Collaborative Geo-Engineering Reservoir Characterization and Modeling on the Web

W. Lynn Watney, John H. Doveton, Timothy R. Carr, Geoffrey C. Bohling, John Victorine, JP Pakalapati, Saibal Bhattacharya, Alan P. Byrnes, Glen Gagnon, Ken Stalder, Melissa Moore, Martin K. Dubois, Willard J. Guy, and Kurt Look.
Kansas Geological Survey


Public domain and proprietary digital warehousing of borehole logs, core analyses, production, and well tests have become increasingly available on the Web. This information sets in motion new strategies to re-explore and re-develop mature areas to find bypassed, underproduced, and previously subtle and uneconomic pay. Web-based reservoir modeling software such as the free, public-domain GEMINI (Geo-Engineering Modeling through Internet Informatics) establishes password-protected projects, workflow, and tutorials to help the online user gather data on-the-fly and perform real-time, interactive collaborative modeling of reservoirs. Java applets used in the applications require a minimal-sized PC and internet access.
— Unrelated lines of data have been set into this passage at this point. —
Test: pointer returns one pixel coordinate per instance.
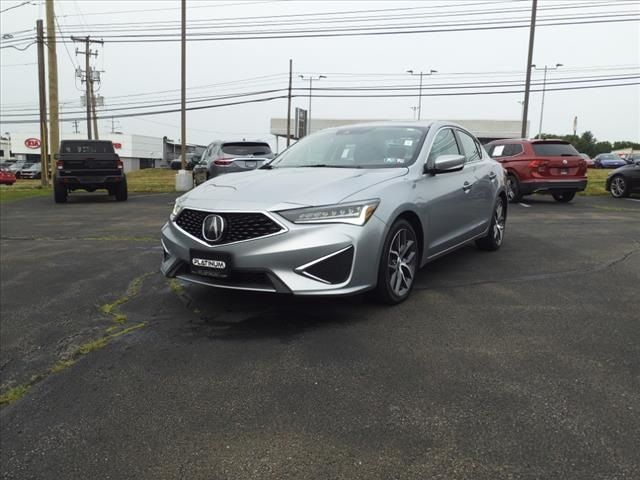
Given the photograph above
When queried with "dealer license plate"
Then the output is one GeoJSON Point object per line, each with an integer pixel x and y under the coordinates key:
{"type": "Point", "coordinates": [210, 264]}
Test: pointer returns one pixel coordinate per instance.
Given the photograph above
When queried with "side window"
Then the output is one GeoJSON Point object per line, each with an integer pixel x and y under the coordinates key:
{"type": "Point", "coordinates": [515, 149]}
{"type": "Point", "coordinates": [497, 151]}
{"type": "Point", "coordinates": [444, 144]}
{"type": "Point", "coordinates": [470, 147]}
Initial screening of reservoir performance and prospective pay prediction can quickly narrow the search space to focus efforts toward enhanced recovery opportunities. Once targets are identified, collaborative users can perform integrated geologic and engineering modeling including iterative approaches and scenario testing. Software tools include core analysis modeling, log analysis, production and DST analysts, PVT, volumetrics, and material balance. The refined reservoir characterization and associated economics can be used to identify appropriate recovery technologies. Access to web-based modeling, particularly for small independent oil and gas producers, will encourage use of robust reservoir parameters and models in decision making and in fluid flow simulations. Additional functions in GEMINI provide the means to export results for use in other applications.